Baitcasting reels offer a lot of benefits in terms of casting accuracy, control and efficiency, but any time you use one, you face the potential for a backlash. You won’t necessarily face a “bird’s nest” on every cast, and in fact, most anglers get pretty good at keeping this frustration to a minimum.
However, I think it’s important for anglers to be aware of the common scenarios where backlashes happen and then understand how to avoid them.
First off, your lighter lines are going to cast easier with traditional lures like jerkbaits and crankbaits. As you go up in size to like 20- to 25-pound fluorocarbon, my experience is that they tend to backlash a lot easier, so you have to pay attention that you don’t let your spool overrun.
Here’s a trick I’ve found helpful: With lighter lines up to 16-pound, I’ll completely fill my spool. But if I’m going to be casting with 20- to 25-pound line, I won’t fill my spool up all the way.
So if I’m casting a spinnerbait with 22-pound Sunline fluorocarbon or flipping with 25-pound Sunline, I don’t like to feel my spool as full. It seems that if I have a full spool, there’s just too much line moving right there.
I’ll knock off about 1/8th of an inch on that spool, and I don’t have any problems with it.
If you’re casting those heavier lines, the type and size of lure you’re throwing also matters. If you’re casting something that weighs an ounce, you’re not going to have any problem. But if you’re throwing a medium-sized bait – something in that 3/8-ounce size – you’re going to have to tighten your reel down just a little.
In some instances, I like to loosen my reel to allow myself maximum casting distance. The tradeoff is that the spool will require more attention, so I maintain constant contact with my thumb. It may be very, very light, but after years of repetition, I know just how much pressure to put on my spool throughout the cast to get the longest distance possible, while preventing that spool from overrunning.
I’m completely comfortable fishing with a loose spool, but I realize it’s not always so simple for everyone. That’s why, when I take someone fishing the first thing I do is I reach back there and tighten down the spool about half a turn.
I’ll tell them, “I’m tightening this down a little bit until you get the feel.
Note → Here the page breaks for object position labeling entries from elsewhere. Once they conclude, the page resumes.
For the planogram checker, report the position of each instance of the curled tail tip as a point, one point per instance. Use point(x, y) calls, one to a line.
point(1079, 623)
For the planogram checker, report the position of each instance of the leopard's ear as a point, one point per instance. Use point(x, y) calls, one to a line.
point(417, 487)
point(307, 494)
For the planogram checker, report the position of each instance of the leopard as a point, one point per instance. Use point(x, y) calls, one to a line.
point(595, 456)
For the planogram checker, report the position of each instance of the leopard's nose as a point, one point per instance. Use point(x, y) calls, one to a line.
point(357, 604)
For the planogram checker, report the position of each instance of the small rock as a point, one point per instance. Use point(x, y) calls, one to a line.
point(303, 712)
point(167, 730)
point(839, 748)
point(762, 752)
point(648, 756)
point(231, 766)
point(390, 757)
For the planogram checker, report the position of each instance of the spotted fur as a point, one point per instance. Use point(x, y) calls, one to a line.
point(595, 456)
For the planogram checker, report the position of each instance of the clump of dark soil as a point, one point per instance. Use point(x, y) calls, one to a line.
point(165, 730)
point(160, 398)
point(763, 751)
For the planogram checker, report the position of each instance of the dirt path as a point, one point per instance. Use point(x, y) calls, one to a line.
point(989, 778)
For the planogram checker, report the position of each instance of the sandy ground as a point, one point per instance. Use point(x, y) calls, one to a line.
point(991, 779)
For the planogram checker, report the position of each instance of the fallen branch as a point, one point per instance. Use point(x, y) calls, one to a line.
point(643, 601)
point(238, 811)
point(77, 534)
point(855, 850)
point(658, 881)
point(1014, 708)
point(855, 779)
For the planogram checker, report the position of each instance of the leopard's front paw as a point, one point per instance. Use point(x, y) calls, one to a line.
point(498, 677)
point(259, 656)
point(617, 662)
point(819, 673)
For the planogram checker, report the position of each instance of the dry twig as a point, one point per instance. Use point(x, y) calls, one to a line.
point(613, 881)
Then you can start loosening it up.” That seems to help because you don’t want someone feeling intimidated by a reel, when there’s an easy solution.
As far as my own use, when I put a new reel on a rod, the first thing I do is push the button and watch how the lure falls. I want it to have just a little bit of resistance – not a lot, just a steady fall of maybe 1 foot per second.
I don’t want it to fall freely, but if I push the button and the bait just sits there at the rod tip, or it falls too slowly, then the reel is too tight. It may take a few adjustments, but once I get that reel set so the bait falls at a steady, even pace, that’s the starting point.
Then I’ll make a cast with the bait and I’ll fine-tune the reel with the magnetic reel braking system on the outside of the reel. That’s why I use the Lew’s BB1 Pro baitcasters, which have that adjustment dial on the outside of the spool. Within two casts, I can have that reel dialed in to where I need it.
You may have a day when the wind is blowing in your face, you may have a day you can throw with the wind and you may have a day when you’re fishing a bank. I adjust my reels a few times a day, depending on whether I’m throwing into the wind or with the wind.
There are times when I’ll back that thing off and let her fly, if I need to. In these situations, I know I have to pay attention to my thumb pressure to prevent backlashes.
The lines we have today have come so far from what had even six to eight years ago, and many of them are created with properties that help us reduce backlashing. However, we still have to pay attention to the basic considerations of line choice, lure selection and reel settings.
Once you develop a feel for this balance, you’ll spend less time picking out those birds’ nests.